Regisseur Pim Zwier durft het. Niet voor niets wordt zijn biopic Metamorfose, over kunstenares Maria Sibylla Merian (1647-1717) omgeschreven als mengeling van ‘natuurdocumentaire, kostuumdrama en kunstproject’: de film kent zijn weerga niet. Neem alleen al het oude Nederlands dat consequent gesproken wordt door de acteurs: Zwier riep speciaal de hulp in van historische taalkundigen voor een realistisch script. Of zie hoe de acteurs (onder wie Carly Wijs en Pierre Bokma) zich langzaam losmaken uit de schilderijen om het levensverhaal van Merian te verbeelden.

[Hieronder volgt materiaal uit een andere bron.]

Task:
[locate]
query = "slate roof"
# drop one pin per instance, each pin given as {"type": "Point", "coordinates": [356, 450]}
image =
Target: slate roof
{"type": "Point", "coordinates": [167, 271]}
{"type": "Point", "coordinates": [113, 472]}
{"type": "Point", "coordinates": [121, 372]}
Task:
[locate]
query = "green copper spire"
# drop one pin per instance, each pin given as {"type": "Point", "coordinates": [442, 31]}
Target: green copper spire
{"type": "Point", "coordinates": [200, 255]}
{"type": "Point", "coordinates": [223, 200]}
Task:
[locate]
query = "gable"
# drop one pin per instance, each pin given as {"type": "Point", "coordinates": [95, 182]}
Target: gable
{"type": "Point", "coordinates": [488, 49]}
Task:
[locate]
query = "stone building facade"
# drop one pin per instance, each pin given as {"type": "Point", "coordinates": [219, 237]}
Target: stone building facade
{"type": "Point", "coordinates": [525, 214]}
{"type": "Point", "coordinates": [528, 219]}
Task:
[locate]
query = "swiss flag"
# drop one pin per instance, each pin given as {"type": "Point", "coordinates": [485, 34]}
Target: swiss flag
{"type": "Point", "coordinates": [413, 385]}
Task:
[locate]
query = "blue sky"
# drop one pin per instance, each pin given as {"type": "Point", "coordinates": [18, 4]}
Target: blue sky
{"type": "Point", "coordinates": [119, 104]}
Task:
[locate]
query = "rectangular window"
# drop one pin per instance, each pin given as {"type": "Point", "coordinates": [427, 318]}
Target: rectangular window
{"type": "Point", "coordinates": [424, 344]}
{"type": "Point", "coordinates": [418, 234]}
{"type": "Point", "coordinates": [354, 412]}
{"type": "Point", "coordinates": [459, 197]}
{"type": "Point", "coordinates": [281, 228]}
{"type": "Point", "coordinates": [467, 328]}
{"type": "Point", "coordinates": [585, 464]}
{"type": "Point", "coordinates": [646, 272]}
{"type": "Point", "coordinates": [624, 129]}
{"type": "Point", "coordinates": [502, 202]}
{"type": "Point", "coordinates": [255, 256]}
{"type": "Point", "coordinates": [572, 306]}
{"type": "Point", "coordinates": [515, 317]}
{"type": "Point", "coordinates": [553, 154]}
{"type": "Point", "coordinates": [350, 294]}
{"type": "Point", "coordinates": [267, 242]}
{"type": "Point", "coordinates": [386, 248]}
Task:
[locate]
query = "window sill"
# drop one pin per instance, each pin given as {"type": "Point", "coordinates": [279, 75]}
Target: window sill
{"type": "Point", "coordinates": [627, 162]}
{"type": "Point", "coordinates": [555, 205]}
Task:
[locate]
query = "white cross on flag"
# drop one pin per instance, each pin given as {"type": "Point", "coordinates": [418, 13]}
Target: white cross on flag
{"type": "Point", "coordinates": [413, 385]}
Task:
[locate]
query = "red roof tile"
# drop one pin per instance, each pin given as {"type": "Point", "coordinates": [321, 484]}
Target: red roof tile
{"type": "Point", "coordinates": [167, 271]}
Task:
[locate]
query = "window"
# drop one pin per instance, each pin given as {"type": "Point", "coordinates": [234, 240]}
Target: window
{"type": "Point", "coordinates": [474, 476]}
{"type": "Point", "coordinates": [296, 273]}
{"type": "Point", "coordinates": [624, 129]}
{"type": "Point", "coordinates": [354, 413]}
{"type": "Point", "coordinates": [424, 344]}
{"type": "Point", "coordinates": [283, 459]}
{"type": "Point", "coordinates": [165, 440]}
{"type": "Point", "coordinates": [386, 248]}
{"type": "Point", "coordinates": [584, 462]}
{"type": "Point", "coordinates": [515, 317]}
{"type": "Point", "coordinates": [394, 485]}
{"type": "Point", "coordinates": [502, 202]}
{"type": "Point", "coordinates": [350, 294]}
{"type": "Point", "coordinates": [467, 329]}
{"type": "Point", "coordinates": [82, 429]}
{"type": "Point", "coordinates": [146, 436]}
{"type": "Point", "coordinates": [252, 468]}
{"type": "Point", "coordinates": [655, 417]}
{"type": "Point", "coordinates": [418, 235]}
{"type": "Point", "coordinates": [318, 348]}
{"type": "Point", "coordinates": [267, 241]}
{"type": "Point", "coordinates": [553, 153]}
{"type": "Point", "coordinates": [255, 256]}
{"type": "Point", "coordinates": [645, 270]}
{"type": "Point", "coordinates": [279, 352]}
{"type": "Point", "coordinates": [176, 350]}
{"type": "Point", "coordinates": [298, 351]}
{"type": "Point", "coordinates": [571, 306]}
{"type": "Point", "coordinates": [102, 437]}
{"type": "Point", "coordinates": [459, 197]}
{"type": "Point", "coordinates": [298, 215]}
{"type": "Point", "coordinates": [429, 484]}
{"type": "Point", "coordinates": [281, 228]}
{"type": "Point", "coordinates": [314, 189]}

‘De eerste ecoloog’ wordt de van oorsprong Duitse Maria Sibylla Merian wel genoemd. Ze beschreef en tekende als eerste insecten in hun natuurlijke omgeving, met de planten die ze als voedselbron hadden. Raupen ofwel rupsen waren haar specialiteit: in 1679 bracht ze het eerste deel uit van haar Raupenbuch (dat ze later, in 1713 in het Nederlands vertaalde als Der rupsen begin, voedzel en wonderbaare verandering. Die vertaling naar het Nederlands was niet toevallig: al in 1685 was ze met haar moeder en dochters (maar zonder haar echtgenoot) naar het Friese Wieuwerd verhuisd, om zich aan te sluiten bij de religieuze commune van de labadisten.

Later verhuisde ze naar Amsterdam en reisde van daaruit voor twee jaar naar Suriname. Met het boek dat ze daar maakte, Verandering der Surinaamsche insecten, werd ze wereldberoemd. Ze verwerkte alle stadia van een insect in één afbeelding, van ei tot rups tot pop tot volgroeid insect, samen met de kenmerkende planten waarop de soort voorkwam

Naast een getalenteerde tekenaar was Merian ook een gewiekste zakenvrouw: vaak drukte ze haar kopergravures die ze samen met haar dochters maakte ook in spiegelbeeld af, om ze als ‘unieke’ exemplaren te verkopen.

Toch zijn de échte hoofdpersonen van de film de rupsen. Zwier geeft ze alle ruimte: steeds weer komen de fraaie, dikke, rustig doorknagende rupsen pontificaal in beeld, mét de plant waar ze van leven. Jammer is dat de rupsen en planten nergens bij naam worden genoemd, terwijl juist dat een meerwaarde zou zijn. Wel zijn er fraaie observaties van Merian, zoals de poppen die ze vergelijkt met „dadelpitten” en „gebakende kindekes”. Ook beschrijft ze hoe ze door schade en schande leerde dat de rupsen doodgaan als ze niet bij de juiste plant worden gezet.

Goed nieuws voor wie nieuwsgierig is naar het werk van Merian: het merendeel bevindt zich in de collectie van het Britse koningshuis, maar er zijn ook prenten aanwezig in de Amsterdamse Artis Bibliotheek. En haar Surinaamse insectenboek schittert tot eind maart in het Rijksmuseum.